Thor sighed. "No. I do not think so."

"I'll start, then." Natasha took another sip and let it warm her. "Is it possible for you to lie?"

"Am I Loki?"

"So that's a no. But you can deceive?"

Thor considered a moment. "Did you know there was a butterfly in your hair?" She checked, and Clint laughed. Thor was smiling a little, obviously warming to the game. "Will my brother be killed if he remains?"

"Is Stark likely to let people he's fond of get hurt?"

Thor inclined his head, obviously processing the idea. She didn't hold her breath, but it was a near thing. "Tony holds much power, then?"

"Do you have someone who has absolute power but refuses to use it unless it's necessary?"

"Do you lack a gatekeeper?"

Clint was grinning at her. "So, Thor, do you think Loki's evil?"

That took longer. "Do you have disturbances of the mind on Midgard?"

"Do you seriously think sane people get called Hawkeye?"

That took a long time, much longer, and Natasha sipped quietly as Thor frowned over something or other, tracing the rim of his glass with a finger.

"Do you find me very stupid for loving my father as I do?"

Natasha took that one. "Have you ever heard a child refuse to believe the best of their parents?"

He shook his head. "You think me a child?"

"I think you're young," Clint said. "And you've watched what happens to people who disagree with your father your entire life and you thought if you did everything right he'd listen to you because you deserved it, not because you were lucky enough not to step out of line."

"That is not a question."

Clint shrugged. "Wasn't meant to be. It was an observation. Call it personal experience. Try this one. Did anyone expect he'd banish you?"

"No?" Thor looked genuinely uncertain. "It was not -- I did not -- I did not deserve it, I think. Perhaps I did, but not -- is this always so very complicated?"

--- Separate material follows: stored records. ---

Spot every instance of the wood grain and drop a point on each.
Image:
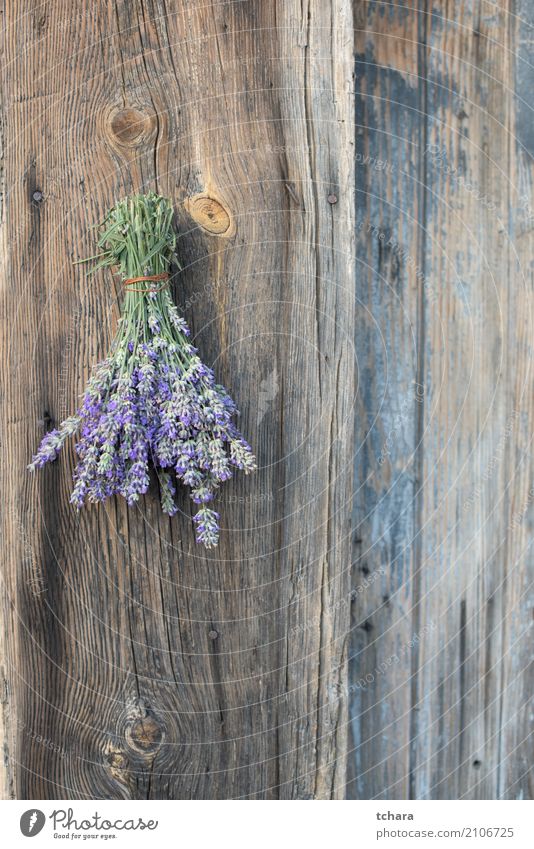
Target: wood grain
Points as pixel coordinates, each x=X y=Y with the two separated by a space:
x=443 y=619
x=136 y=665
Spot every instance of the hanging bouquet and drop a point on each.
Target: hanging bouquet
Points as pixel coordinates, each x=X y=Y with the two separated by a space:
x=151 y=403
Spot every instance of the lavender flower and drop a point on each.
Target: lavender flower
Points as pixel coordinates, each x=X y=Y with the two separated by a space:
x=152 y=404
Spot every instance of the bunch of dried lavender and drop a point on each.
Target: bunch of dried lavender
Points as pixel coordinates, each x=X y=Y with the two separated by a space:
x=152 y=402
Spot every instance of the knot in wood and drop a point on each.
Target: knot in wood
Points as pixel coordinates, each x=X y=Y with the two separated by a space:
x=210 y=214
x=117 y=761
x=131 y=127
x=145 y=734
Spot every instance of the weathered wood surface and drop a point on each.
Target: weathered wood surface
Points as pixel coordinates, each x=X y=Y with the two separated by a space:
x=442 y=628
x=136 y=665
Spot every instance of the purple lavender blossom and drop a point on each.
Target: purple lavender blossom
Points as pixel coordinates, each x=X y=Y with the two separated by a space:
x=152 y=404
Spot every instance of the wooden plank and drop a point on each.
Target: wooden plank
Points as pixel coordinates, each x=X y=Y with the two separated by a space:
x=458 y=724
x=137 y=665
x=389 y=289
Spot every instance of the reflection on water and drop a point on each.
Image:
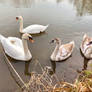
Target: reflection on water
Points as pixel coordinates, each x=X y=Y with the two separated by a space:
x=83 y=7
x=64 y=23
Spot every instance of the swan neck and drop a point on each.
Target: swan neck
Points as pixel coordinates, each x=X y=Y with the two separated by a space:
x=25 y=46
x=21 y=25
x=56 y=50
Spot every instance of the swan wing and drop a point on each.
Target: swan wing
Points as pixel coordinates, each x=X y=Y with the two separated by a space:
x=65 y=50
x=34 y=29
x=85 y=42
x=16 y=41
x=13 y=50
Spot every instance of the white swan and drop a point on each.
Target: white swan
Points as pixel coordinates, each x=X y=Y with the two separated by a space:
x=86 y=46
x=17 y=48
x=61 y=52
x=32 y=29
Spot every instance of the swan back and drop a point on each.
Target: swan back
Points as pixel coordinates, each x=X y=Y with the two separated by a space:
x=85 y=47
x=34 y=29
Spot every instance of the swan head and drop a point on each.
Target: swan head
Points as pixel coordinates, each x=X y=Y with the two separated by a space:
x=27 y=36
x=19 y=18
x=55 y=40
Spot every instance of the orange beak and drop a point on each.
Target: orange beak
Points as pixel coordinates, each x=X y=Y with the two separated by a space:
x=31 y=40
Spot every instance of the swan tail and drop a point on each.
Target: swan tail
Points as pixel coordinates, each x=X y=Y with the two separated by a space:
x=1 y=37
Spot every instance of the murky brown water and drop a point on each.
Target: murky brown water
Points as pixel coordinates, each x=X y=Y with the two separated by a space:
x=68 y=19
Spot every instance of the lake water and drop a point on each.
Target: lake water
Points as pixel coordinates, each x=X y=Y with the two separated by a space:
x=68 y=19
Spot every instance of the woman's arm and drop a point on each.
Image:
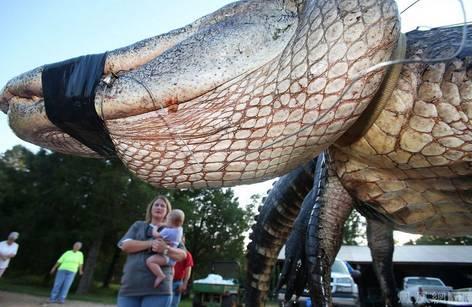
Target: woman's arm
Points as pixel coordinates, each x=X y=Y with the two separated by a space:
x=134 y=246
x=161 y=247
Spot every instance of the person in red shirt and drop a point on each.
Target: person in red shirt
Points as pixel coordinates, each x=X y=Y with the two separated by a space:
x=182 y=272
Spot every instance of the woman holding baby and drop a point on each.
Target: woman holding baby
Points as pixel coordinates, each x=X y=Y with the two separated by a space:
x=138 y=282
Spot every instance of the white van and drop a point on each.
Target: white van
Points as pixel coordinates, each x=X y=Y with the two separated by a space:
x=344 y=290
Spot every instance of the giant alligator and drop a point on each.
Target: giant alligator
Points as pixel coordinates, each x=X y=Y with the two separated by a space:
x=257 y=89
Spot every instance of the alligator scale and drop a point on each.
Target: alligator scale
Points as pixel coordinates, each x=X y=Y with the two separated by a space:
x=258 y=89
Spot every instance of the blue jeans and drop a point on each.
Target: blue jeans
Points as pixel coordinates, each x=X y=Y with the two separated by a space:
x=177 y=295
x=144 y=301
x=62 y=284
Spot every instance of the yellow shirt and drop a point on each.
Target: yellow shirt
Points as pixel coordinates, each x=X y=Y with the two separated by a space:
x=71 y=261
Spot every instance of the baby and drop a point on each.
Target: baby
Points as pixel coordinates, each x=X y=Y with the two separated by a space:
x=171 y=233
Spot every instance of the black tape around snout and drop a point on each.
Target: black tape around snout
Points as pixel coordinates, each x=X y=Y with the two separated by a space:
x=69 y=99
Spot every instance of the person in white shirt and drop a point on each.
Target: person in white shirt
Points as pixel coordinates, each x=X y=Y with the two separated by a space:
x=8 y=250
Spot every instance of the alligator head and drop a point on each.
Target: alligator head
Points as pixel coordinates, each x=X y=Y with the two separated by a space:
x=239 y=96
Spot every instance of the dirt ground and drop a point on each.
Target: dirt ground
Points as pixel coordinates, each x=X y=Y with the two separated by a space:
x=11 y=299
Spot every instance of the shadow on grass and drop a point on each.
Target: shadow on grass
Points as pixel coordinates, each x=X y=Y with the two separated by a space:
x=36 y=286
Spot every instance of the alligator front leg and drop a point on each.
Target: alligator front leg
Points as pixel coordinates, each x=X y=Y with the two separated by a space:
x=380 y=240
x=325 y=229
x=293 y=274
x=274 y=223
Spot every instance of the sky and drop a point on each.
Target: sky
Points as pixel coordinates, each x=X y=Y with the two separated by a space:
x=33 y=33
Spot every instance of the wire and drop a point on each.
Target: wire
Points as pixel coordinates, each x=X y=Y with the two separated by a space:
x=364 y=73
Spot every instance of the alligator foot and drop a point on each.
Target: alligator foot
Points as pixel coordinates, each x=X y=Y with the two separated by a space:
x=380 y=240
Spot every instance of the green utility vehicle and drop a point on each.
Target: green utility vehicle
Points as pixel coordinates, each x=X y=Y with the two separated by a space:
x=220 y=288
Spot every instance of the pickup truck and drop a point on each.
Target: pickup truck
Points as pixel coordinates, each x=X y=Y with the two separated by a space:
x=418 y=291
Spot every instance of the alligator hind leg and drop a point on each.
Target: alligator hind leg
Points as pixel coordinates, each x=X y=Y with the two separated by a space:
x=273 y=226
x=380 y=240
x=333 y=206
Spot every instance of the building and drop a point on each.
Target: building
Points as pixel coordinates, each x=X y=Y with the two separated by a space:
x=452 y=264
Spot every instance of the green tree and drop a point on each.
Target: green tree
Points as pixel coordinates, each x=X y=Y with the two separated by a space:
x=54 y=200
x=215 y=226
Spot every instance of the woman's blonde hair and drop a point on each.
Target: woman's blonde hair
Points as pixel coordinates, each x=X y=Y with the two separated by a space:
x=149 y=208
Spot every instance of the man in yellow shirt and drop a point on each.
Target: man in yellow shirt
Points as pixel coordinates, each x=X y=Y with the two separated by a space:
x=69 y=263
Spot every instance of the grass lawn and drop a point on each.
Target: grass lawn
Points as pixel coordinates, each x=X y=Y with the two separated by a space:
x=36 y=286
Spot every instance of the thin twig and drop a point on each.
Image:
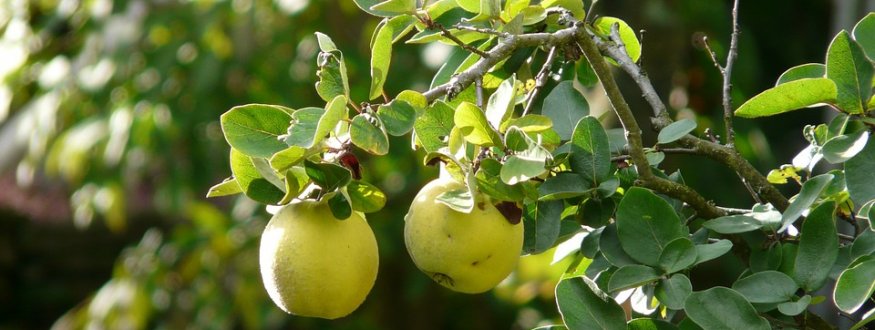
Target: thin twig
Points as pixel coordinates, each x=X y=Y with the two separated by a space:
x=727 y=78
x=540 y=79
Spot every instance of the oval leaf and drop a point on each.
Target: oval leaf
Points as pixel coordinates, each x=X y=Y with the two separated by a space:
x=766 y=287
x=854 y=286
x=646 y=223
x=818 y=247
x=254 y=129
x=584 y=306
x=631 y=276
x=723 y=308
x=672 y=292
x=790 y=96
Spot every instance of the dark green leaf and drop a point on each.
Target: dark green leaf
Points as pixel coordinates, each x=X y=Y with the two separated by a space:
x=706 y=252
x=583 y=306
x=327 y=175
x=766 y=287
x=810 y=70
x=789 y=96
x=565 y=106
x=228 y=187
x=339 y=207
x=631 y=276
x=858 y=175
x=251 y=183
x=818 y=247
x=793 y=308
x=302 y=131
x=733 y=224
x=646 y=224
x=678 y=255
x=851 y=71
x=672 y=292
x=434 y=126
x=854 y=286
x=563 y=185
x=723 y=308
x=590 y=151
x=398 y=116
x=807 y=195
x=365 y=197
x=474 y=126
x=609 y=245
x=864 y=34
x=676 y=130
x=541 y=221
x=365 y=133
x=253 y=129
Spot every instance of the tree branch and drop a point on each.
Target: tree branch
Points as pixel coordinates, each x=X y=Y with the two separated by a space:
x=633 y=134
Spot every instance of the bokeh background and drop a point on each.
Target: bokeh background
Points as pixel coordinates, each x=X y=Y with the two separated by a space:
x=110 y=139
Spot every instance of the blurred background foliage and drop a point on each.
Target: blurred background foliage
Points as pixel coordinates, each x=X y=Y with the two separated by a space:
x=109 y=140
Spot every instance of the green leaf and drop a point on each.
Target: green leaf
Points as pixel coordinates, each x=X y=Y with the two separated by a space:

"Most of the time," Natasha said. "Are you all right with trusting us with all of this?"

"What she means is, are you going to kill us later for knowing this stuff?"

"Tony challenged me to trust, and I am trying. Is this not proof enough?"

"It is," Natasha said, and quirked a smile. "Clint had similar trouble convincing me."

"It was a different situation. I recruited her to SHIELD," Clint said to Thor. "But yeah, there was a lot of complicated stuff in there."

She didn't want to talk about her complicated stuff. It wasn't relevant at the moment. "Has your father always been right?"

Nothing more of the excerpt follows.